Homenagem a Maria Adélia
Maria Adélia dos Santos Ferreira Sousa nasceu a 29 de janeiro de 1942 em São Pedro do Rio Seco, no concelho de Almeida, e faleceu a 21 de outubro de 2021.
Frequentou a escola primária na sua aldeia natal, prosseguindo os estudos secundários no Liceu Nacional da Guarda. A morte do seu pai e as dificuldades financeiras da família, inerentes aos escassos recursos económicos da região, forçaram-na a abandonar o liceu e a ingressar no Magistério Primário.
Desde muito cedo, começou a pisar palcos, a cantar e a declamar poesia. Fez parte do Orfeão do Liceu Nacional da Guarda e representou inúmeras vezes o Magistério Primário, recitando poemas do Pe. Moreira das Neves, de Guerra Junqueiro e de tantos outros.
Nas férias voltava à sua terra natal para fazer uma outra aprendizagem: a da labuta dos campos, ajudando os seus pais de sol a sol.
Em julho de 1961, terminou o Magistério Primário. Trabalhou durante 9 anos no concelho de Monção e 25, no concelho de Almeida.
Já aposentada, continuou a trabalhar no campo e a cuidar de muitas cabeças de gado, escrevendo, ao mesmo tempo, poesia. Pela noite fora, lê… Os livros e a vontade de saber mais sempre foram a sua grande paixão. O campo nunca lhe impediu a leitura que, há uns anos, nestas regiões, era feita à luz trémula da torcida da candeia ou do candeeiro de petróleo.

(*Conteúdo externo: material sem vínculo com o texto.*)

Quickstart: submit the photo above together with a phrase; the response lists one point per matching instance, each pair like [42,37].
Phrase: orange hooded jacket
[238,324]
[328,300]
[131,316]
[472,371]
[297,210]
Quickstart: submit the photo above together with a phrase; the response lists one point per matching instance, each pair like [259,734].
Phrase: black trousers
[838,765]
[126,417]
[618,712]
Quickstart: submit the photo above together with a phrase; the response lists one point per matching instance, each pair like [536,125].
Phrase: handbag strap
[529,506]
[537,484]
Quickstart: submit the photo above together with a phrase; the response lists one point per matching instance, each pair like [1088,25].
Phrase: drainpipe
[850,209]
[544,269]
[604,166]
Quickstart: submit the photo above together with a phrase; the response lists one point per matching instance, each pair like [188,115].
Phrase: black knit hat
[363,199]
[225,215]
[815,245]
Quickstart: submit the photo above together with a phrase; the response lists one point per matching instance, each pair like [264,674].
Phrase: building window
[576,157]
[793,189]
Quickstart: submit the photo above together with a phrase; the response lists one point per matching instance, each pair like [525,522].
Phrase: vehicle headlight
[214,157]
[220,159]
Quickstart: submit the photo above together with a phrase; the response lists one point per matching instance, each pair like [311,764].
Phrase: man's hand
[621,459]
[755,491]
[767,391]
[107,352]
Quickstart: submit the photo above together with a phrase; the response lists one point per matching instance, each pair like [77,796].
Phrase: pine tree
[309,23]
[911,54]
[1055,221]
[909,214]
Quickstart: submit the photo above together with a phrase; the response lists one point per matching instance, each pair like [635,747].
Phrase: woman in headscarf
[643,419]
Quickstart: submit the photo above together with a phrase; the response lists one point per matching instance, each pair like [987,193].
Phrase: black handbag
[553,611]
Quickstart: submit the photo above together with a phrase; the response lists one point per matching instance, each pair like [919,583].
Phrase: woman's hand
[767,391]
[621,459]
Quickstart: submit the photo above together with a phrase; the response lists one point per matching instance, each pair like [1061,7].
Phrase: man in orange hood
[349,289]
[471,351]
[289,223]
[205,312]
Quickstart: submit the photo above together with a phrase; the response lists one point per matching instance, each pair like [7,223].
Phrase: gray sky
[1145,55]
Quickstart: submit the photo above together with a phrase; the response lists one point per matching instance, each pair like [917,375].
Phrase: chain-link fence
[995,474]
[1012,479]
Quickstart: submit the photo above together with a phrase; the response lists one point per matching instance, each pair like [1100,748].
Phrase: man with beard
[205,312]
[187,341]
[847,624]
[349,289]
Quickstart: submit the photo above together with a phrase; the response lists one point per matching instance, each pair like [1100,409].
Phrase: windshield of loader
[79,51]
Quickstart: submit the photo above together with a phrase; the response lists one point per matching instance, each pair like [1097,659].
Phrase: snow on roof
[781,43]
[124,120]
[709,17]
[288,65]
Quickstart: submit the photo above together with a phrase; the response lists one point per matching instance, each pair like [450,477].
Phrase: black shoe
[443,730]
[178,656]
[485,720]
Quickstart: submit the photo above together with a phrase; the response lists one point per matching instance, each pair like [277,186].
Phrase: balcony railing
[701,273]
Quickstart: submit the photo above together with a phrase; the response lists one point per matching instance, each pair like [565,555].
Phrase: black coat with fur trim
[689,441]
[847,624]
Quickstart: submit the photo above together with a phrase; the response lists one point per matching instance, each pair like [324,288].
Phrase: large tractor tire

Em 1996, é publicado o seu primeiro livro de poemas, Ruminante: poesia, uma edição da autora, concebido durante pouco mais de um ano, de junho de 1994 a outubro de 1995. Como refere Deolinda Filomena Monteiro, no prefácio da obra, é um livro «que nos coloca perante algumas das grandes interrogações humanas e universais, em que cada poema funciona como o lugar de encontro entre o “eu” solitário que escreve e o que lendo, sente» (Ruminante: poesia, p.7), existindo assim uma grande interrogação sobre vários problemas da existência humana: o saber; a dor; o sofrimento; a fome; o sonho; o poder; a falta de cultura.
Além de recordar memórias passadas, Maria Adélia escrevia sobre os afazeres rurais a que se dedicava, e «escreve, escreve sem parar num perpétuo ruminar de ideias e emoções, mostrando os vários tempos, transmutando-os, convertendo-os num perfeito ritmo de sentidos, em que a vida passa a ter essa alternância do repicar de um sino: “O sino é mesmo assim/ Comanda nosso coração/ Põe-no alegre com o d’lim/ Põe-no triste com o d’lão…”» (id. – ib., p. 8).
A musicalidade da sua poesia é extremamente forte, evocando e convocando imagens e palavras que a transportam para uma hermenêutica da razão, à luz de uma moral ética com que escrevia os seus poemas… e escrevia por necessidade de ter a pena como companheira e a memória como vida: “A alegria do poeta/ É etérea/ É diferente/ Tal e qual/ Como a que sinto/ Ao poder/ Por este meio/ Na ausência/ Estar presente!…” (Dedicatória escrita num dos exemplares existentes na biblioteca, do dia 27 de janeiro de 2010).